Other organic materials that you may be able to find around the house and that which you should try and add to your compost bin are:
- Manure
You should definitely add manure into your compost. If you don’t have your own source of manure, manure is easily freely available from garden centers. Manure is an ideal source of nitrogen and decomposing microorganisms.
- Hair
Hair is a nitrogen-rich source that is freely available from households. Although it may seem a little strange at first, you can save your hair that has fallen and add it to your compost bin. Chopping hair before you add it into your compost bin will make decomposition faster.
- Paper
Any type of paper can be added to your compost bin but it needs to be shredded before it is added. Paper is a source of carbon or a “brown” and needs to be mixed in with wet nitrogen-rich materials for proper decomposition.
It’s not just kitchen scraps, garden waste, and materials commonly found around the house that can be added into a compost bin. Given below is a list of industrial waste that you can add into your compost bin. Their availability will depend on the industries found in your area.
- Bagasse – plant residues from the milling of sugarcane
- Basic slag – industrial by-product formed during the smelting of iron ore to make pig iron
- Bonemeal – pulverized residue of bones that is a by-product of slaughterhouses
- Castor pomace – residue left after extracting oil from castor beans
- Apple pomace – sweet pulp residue left after pressing apples to make cider
- Cocoa bean shells – by-product of processing cocoa beans
- Cottonseed meal – residue left after oil has been extracted from cottonseed after it has been freed from its hulls
- Felt wastes – hair, wool, and felt discarded from hat factories
- Leather dust – by-product of leather processing
- Grape wastes – grape skin, seed, and stalk residues produced in wineries
- Rice hulls – waste product from rice mills
Anything that is organic, as in it was once part of a living organism, can potentially be added into a compost bin. That being said, not everything should be added into a compost bin. Given below are some items you should avoid adding to your compost bin.

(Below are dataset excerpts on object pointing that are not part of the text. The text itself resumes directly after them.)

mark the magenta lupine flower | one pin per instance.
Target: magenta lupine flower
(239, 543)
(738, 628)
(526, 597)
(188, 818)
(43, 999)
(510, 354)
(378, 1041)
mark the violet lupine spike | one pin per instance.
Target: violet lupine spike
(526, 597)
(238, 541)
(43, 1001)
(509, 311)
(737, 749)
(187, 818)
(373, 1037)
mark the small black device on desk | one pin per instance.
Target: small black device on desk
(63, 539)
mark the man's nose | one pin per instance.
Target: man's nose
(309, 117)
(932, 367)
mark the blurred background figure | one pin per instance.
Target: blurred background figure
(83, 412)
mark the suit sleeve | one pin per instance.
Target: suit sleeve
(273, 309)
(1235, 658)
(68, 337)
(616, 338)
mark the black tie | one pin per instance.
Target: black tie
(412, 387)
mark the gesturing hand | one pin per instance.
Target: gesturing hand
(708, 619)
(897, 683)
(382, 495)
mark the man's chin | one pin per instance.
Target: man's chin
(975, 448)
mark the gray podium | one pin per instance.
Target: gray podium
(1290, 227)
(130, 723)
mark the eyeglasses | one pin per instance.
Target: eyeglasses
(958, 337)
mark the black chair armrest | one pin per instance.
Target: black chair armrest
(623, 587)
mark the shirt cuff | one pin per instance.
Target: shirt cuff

- Meat, bones, oil and dairy products
These products give-off giving-off a terrible odor while decomposing and may attract flies and scavengers, including rodents.
- Pet waste
Waste from dogs, cats and birds or bedding that has been mixed with pet waste should be avoided. This is because they can carry pathogens that are harmful to humans that will not be destroyed during composting.
- Weeds with seed heads
Although weeds that have not yet gone into seed are an ideal source of nitrogen and a way of recycling nutrients in your garden, weeds with seed heads should be kept out. This is because temperatures in your compost bin may not get hot enough to destroy seeds and you would just be spreading weeds around.
- Coal ash
Wood ash is an ideal source of potassium for your compost bin that will have a liming effect on your compost, which is useful if your compost has become slightly acidic. However, coal ash shouldn’t be added into compost. This is because coal ash can contain metal and other compounds that are harmful to both plants and humans.
As you can see, there are very many things that you can find from around the house or get for free or at a very low cost from industries nearby that you can add into your compost bin. Adding a variety of these materials while keeping in mind the ratio of browns to greens, will give you the best compost for your vegetable garden within the least amount of time.